Sonia Sabri Company Explores Wellbeing and Womanhood in Dance: Part One

8 Mar 2018






One Dance UK member Sonia Sabri Company’s Administration and Marketing Assistant, Shezad Khalil, explores mental health, wellbeing and woman in the first of a three-part article series for One Dance UK.

My Mind, My Health, My Wellbeing: The ‘Conditioned’ State of the Empowered/ Disempowered Woman

Part One: Sowing the Seeds…

Sonia Sabri Company is renowned for its dynamic presentation of contemporary issues. These points of matter include topics of interest that many persons face as health and wellbeing, the effects and affects of social conditioning, the challenging of negative stereotypes and the ‘voice’ of the female subject/object to name a few. Artistic Director, choreographer and dancer Sonia Sabri expresses these concerns through her articulation of classical Kathak as well as through her unique style of ‘Urban Kathak.’

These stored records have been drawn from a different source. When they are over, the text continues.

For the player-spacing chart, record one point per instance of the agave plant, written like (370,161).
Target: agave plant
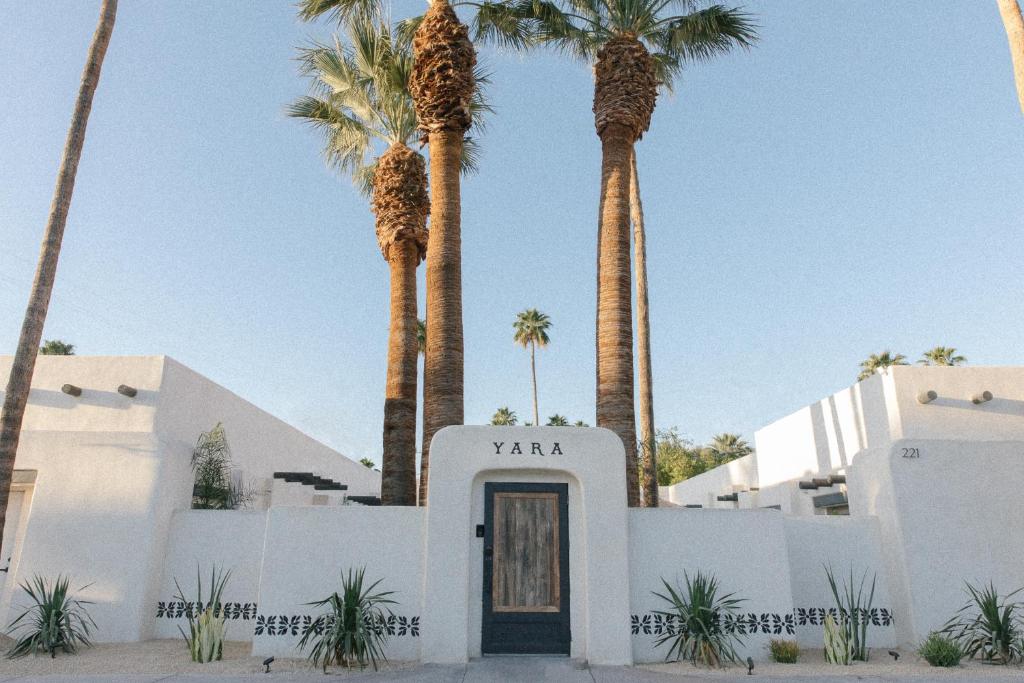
(54,621)
(989,626)
(854,608)
(350,633)
(697,610)
(206,621)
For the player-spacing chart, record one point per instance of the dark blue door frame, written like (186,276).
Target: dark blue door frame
(525,632)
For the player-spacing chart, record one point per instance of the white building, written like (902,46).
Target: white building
(99,476)
(932,489)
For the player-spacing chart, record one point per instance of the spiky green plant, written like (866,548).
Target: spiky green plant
(989,626)
(940,650)
(206,620)
(351,631)
(54,621)
(854,610)
(698,610)
(839,649)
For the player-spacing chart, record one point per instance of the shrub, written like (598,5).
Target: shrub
(55,621)
(206,622)
(350,632)
(988,626)
(697,611)
(783,651)
(853,608)
(215,486)
(839,649)
(940,650)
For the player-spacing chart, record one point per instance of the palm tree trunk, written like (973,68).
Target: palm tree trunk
(398,469)
(532,369)
(1014,24)
(442,370)
(614,360)
(39,300)
(648,444)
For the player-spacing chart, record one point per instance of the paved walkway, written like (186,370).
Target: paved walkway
(489,670)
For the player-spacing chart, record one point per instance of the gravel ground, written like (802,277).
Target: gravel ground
(160,656)
(882,666)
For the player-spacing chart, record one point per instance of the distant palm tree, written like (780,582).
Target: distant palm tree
(635,46)
(504,417)
(360,102)
(942,355)
(531,331)
(1014,24)
(726,446)
(24,366)
(878,360)
(56,347)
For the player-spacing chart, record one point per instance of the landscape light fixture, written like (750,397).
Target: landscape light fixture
(982,397)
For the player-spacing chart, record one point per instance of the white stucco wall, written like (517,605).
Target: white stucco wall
(307,548)
(592,461)
(228,540)
(844,544)
(745,551)
(111,471)
(953,514)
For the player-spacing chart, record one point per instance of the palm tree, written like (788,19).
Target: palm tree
(504,417)
(531,330)
(648,440)
(56,347)
(360,102)
(941,355)
(1014,24)
(726,446)
(635,47)
(19,381)
(877,361)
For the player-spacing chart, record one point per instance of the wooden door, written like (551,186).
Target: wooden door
(525,568)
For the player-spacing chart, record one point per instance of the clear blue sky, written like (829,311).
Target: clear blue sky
(854,183)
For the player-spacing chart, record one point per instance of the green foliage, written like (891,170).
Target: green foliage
(206,621)
(839,649)
(680,459)
(56,347)
(54,621)
(783,651)
(214,487)
(697,611)
(531,327)
(581,28)
(942,355)
(350,632)
(505,417)
(854,608)
(877,361)
(989,626)
(940,650)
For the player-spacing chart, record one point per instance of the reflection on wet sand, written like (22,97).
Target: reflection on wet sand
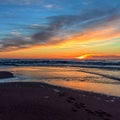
(68,77)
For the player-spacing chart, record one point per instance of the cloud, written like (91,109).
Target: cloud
(93,22)
(20,2)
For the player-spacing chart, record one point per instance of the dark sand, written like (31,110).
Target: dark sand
(36,101)
(5,74)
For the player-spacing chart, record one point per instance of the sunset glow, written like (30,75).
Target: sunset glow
(83,57)
(50,29)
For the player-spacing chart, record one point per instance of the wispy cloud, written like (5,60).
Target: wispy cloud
(93,24)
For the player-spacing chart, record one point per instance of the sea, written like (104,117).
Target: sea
(98,76)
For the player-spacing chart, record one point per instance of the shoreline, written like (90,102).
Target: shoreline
(34,101)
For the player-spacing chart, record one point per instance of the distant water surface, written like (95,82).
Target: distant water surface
(89,79)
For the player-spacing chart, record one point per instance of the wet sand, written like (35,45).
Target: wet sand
(37,101)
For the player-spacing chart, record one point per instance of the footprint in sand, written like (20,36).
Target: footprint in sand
(79,105)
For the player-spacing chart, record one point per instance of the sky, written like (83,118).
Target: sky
(59,28)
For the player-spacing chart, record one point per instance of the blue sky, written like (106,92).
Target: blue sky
(26,23)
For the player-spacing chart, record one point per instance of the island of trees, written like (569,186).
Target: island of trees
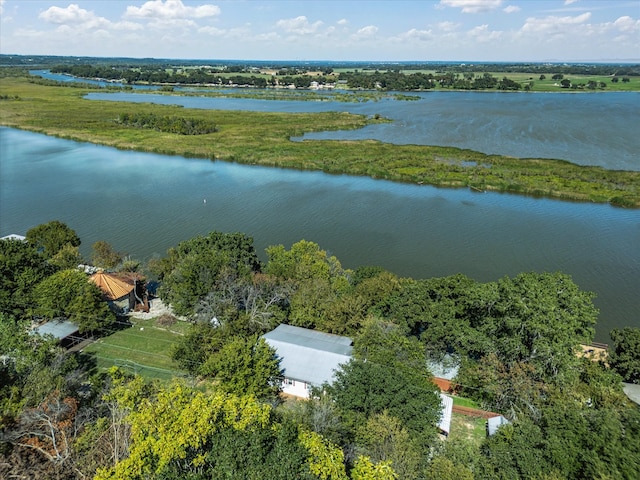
(218,413)
(264,138)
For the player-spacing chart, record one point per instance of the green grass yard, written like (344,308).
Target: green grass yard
(143,348)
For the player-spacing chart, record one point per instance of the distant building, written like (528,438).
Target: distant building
(14,236)
(444,371)
(444,425)
(122,292)
(65,331)
(309,358)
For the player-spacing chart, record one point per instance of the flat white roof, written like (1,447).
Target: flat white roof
(13,236)
(308,355)
(447,410)
(58,328)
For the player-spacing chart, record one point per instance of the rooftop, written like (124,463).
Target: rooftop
(58,328)
(112,287)
(309,355)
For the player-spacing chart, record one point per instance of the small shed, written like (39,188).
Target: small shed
(444,371)
(65,331)
(444,425)
(14,236)
(117,291)
(494,423)
(309,358)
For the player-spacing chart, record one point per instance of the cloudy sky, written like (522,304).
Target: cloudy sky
(419,30)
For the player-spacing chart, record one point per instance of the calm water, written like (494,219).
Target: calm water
(144,203)
(584,128)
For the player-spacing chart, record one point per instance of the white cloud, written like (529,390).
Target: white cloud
(472,6)
(299,25)
(448,26)
(366,32)
(76,17)
(72,14)
(552,23)
(481,33)
(171,10)
(627,24)
(415,34)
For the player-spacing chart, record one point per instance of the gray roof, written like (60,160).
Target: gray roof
(447,410)
(446,368)
(494,423)
(58,328)
(14,236)
(632,391)
(308,355)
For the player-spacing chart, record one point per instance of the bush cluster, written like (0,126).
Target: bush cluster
(167,124)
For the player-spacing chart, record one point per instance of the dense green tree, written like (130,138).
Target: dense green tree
(362,389)
(382,438)
(70,294)
(624,357)
(202,265)
(49,238)
(569,441)
(21,269)
(246,366)
(541,319)
(200,341)
(317,280)
(30,367)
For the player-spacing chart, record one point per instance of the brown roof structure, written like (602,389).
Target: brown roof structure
(112,287)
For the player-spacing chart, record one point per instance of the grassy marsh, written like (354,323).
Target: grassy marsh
(263,138)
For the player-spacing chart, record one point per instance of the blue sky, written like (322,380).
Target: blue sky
(419,30)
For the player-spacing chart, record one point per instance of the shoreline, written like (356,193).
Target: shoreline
(264,138)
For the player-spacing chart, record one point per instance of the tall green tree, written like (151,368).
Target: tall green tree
(21,269)
(49,238)
(317,278)
(70,294)
(104,255)
(388,373)
(202,265)
(246,366)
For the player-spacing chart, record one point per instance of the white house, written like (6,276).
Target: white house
(309,358)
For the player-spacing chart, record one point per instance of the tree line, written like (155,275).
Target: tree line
(167,124)
(515,340)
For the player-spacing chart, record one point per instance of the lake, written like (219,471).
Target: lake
(145,203)
(584,128)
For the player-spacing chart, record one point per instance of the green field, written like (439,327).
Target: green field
(144,348)
(263,138)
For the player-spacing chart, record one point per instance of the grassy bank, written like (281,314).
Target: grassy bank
(264,139)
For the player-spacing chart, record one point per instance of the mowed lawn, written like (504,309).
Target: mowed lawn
(144,348)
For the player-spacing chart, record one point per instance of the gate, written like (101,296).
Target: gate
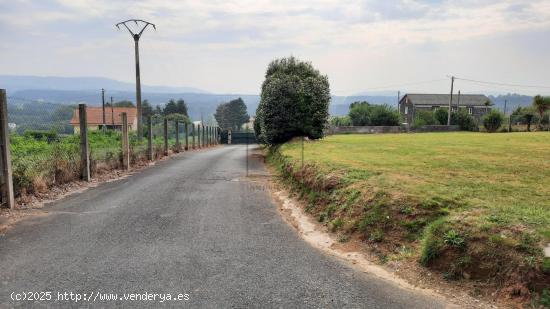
(238,137)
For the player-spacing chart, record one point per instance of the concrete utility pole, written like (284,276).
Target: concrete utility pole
(103,105)
(112,114)
(505,102)
(144,24)
(398,100)
(450,101)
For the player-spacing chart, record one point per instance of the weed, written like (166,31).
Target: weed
(336,224)
(343,238)
(454,239)
(545,298)
(431,243)
(376,236)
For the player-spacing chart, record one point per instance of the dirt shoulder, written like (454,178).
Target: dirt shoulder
(308,202)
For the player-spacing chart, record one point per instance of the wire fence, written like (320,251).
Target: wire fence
(46,148)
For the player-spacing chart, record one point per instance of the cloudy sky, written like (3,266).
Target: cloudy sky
(224,46)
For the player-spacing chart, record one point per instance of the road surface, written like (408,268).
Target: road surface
(189,225)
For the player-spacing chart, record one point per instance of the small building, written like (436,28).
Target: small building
(477,105)
(113,118)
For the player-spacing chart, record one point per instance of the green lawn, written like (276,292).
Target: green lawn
(502,175)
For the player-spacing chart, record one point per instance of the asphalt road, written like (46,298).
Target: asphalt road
(191,225)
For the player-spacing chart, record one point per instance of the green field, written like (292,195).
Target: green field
(504,174)
(473,205)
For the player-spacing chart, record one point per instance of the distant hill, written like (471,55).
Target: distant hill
(15,83)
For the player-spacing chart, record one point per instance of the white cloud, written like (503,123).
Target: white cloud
(338,35)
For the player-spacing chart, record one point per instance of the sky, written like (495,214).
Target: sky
(363,46)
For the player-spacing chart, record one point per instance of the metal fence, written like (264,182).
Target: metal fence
(51,144)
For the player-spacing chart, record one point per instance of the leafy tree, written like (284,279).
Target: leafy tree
(294,102)
(232,114)
(492,121)
(541,104)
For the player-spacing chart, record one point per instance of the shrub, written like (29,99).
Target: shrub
(294,102)
(492,121)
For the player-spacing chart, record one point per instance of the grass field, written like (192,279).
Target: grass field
(472,205)
(506,175)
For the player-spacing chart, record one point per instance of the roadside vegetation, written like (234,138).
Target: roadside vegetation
(42,159)
(468,205)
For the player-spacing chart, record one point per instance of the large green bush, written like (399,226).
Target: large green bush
(492,121)
(365,114)
(294,102)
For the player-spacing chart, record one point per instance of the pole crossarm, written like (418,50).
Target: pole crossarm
(137,22)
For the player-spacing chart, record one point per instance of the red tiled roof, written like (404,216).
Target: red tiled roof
(95,115)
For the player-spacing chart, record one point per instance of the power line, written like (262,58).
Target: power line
(501,84)
(408,84)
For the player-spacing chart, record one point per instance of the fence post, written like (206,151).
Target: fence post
(208,136)
(186,136)
(84,145)
(165,136)
(177,136)
(7,176)
(193,134)
(150,139)
(125,143)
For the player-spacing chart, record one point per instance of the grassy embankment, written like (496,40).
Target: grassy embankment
(469,205)
(39,164)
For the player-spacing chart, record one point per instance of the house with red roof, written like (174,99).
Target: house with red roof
(112,119)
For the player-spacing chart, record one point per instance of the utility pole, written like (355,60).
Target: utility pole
(103,105)
(450,101)
(505,102)
(136,37)
(112,113)
(398,100)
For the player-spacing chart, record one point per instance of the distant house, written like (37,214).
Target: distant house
(249,124)
(113,118)
(475,104)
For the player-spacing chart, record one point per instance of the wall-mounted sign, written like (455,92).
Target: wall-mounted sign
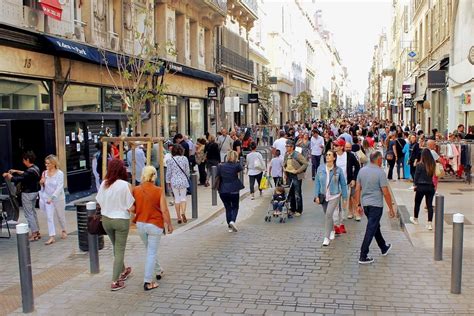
(253,98)
(212,92)
(436,79)
(470,57)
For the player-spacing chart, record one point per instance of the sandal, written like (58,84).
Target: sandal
(150,286)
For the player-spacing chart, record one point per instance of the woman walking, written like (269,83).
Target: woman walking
(177,176)
(424,186)
(116,202)
(52,198)
(229,186)
(329,185)
(201,160)
(152,217)
(255,167)
(213,156)
(29,180)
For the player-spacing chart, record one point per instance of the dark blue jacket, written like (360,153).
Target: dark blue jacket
(229,173)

Sabri then creates constructions that are relevant to the contemporary spectator as inspired by both South Asian and British cultures. However, her compositions are much more than just an influence of two discourses. In fact, her work is more concerned with what occurs when different lexicons come into close contact with each other and begin to confront one another ‘face to face!’ This is to say that Sabri’s dancing body experiments with various vernaculars and poses numerous questions. For instance, can a positive space exist when two dissimilar vocabularies meet? What is maintained of the ‘traditional’ and ‘fixed’ vocabulary and what is rejected? How then does what is ‘kept’ nourish the construction of ‘newness’ in the space of liminality? And how is this executed and displayed in the contemporary domain?

These are some of the central questions that Sabri asks of the language of dance when undergoing a process of experimentation and deconstruction.

Earlier in 2017, One Dance UK member Sonia Sabri Company presented a new and dynamic dance-digital solo: Virago, inspired by stories and issues concerning women. But the piece didn’t just come into being during this particular year. In fact, there is a lot to be told about the history behind this particular research and development based construction.

Since 2010, Sonia Sabri Company have been involved in and have participated in outreach work and projects with numerous women’s groups. And over the years, much of the research and outcome of these activities has fed into this current work-in-progress. I say work-in-progress because Virago is far from a ‘conclusion’ or an ‘end’ but a ‘snapshot’ of pressing issues, stories and representations of the female body and mind.

One of these earlier projects was called Khoj, meaning ‘to search,’ 2010. Khoj comprised of a series of workshops for the Women’s Networking Hub, Birmingham. Sabri explains how when she was first introduced to these group of women that “many of them showed signs of insecurity. They appeared anxious, lacked the confidence to speak and seemed voiceless and afraid.”

So the first port of call for Sabri was to build a sense of trust in these women that is if she was to eventually help free their ‘hidden’ voice. This notion of trust was built-up by Sabri having to wear different hats. She was the listener, the teacher, the counsellor, the psychologist, the nurturer as well as the artist. The initial journey was then far from straight forward. In fact, there were moments during the workshops in which Sabri found herself taking one step forward and two steps back. Yet this movement of to-ing and fro-ing was an important part of the process, that is, if Sabri wanted to get these women to experience access to the arts and to express their personal and individual narratives. Sabri explains that this notion of taking minute steps and making slow progress is in actual fact part of the process of getting these women to eventually express their silenced voices. Sabri continues to explain how “these people need a voice. Others need to be aware that there are women in society that are struggling and experiencing so many ‘silent’ challenges and yet so many of us have no clue about them. Their ‘hidden’ stories can in fact empower others.”

This scenario was then one of the first starting-points for Virago and one of the first outreach projects that allowed Sabri to work with women who were experiencing issues associated with mental health. The participants hidden voices and narratives were eventually expressed through the mediums of dance, drama and physical theatre.